After the FOMC statement and the updated economic projections were released, Fed Chair Janet Yellen held a press conference. She continues to stress that a rate hike will depend on improvements in the economy:
My colleagues and I would like to see more decisive evidence that a moderate pace of economic growth will be sustained, so the conditions in the labor market will continue to improve and inflation will move back to two percent,
This makes it easy for the Fed to keep postponing the first rate hike. The updated economic projections don’t give me confidence of a late 2015 rate hike. As compared to March, the GDP for 2015 was revised down and the unemployment rate was revised up slightly. This Calculated Risk Blog post has a good summary of the projections.
I still think we’ll see a few inflation hawks on the Fed vote for a rate hike one or two meetings before the majority on the Fed vote for a rate hike. That didn’t happen this time. All FOMC members voted in favor of today’s FOMC policy statement.
Finally, Fed Chair Yellen was asked a couple of interesting questions at the end of her press conference today. First, a reporter asked her about "unintended benefits of higher rates" in regards to savers. Here’s part of Fed Chair Yellen’s answer:
From the point of view of savers, of course this has been a very difficult period; meaning retirees. I hear from some almost every day are really suffering from low rates that they had anticipated would bolster their retirement income.
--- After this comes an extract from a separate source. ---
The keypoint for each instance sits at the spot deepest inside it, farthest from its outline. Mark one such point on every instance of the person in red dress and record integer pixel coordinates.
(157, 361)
This obviously has been one of the adverse consequences of a period of low rates.
Right after this, another reporter then asked the following question:
What kind of assurances can you give them and people out there who think the Fed is never going to raise rates?
Here’s part of Fed Chair Yellen’s reply:
I can’t give an ironclad promise, but I think it’s clear from our summary of economic projections that we anticipate that the economy will grow, that the labor market will improve, that inflation will move back up to 2% …. and if economic conditions unfold in a way that most of my colleagues and I anticipate, we see it as appropriate to raise rates, and as you can see the largest number of participants anticipate that those conditions should be in place later this year.
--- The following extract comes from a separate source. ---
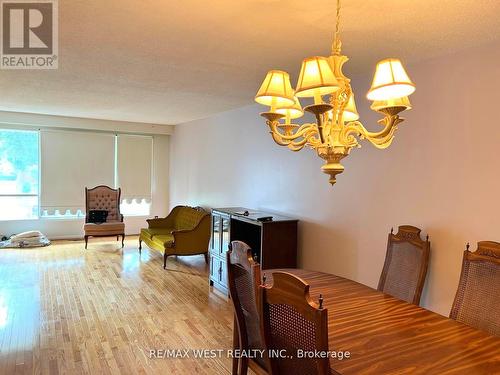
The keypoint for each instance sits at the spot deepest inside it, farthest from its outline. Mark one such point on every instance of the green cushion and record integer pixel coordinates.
(164, 240)
(150, 232)
(188, 218)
Based on this I still think it’s likely we’ll see a Fed rate hike before the end of this year. Of course, based on how the economy has changed and how the Fed has kept delaying movements toward a rate hike, it’s easy to see the Fed postponing yet again the first rate hike to next year.
Future FOMC Meetings
The next two FOMC meetings are scheduled for July 28-29 and September 16-17. The September meeting will include the summary of economic projections and a press conference by Fed Chair Yellen.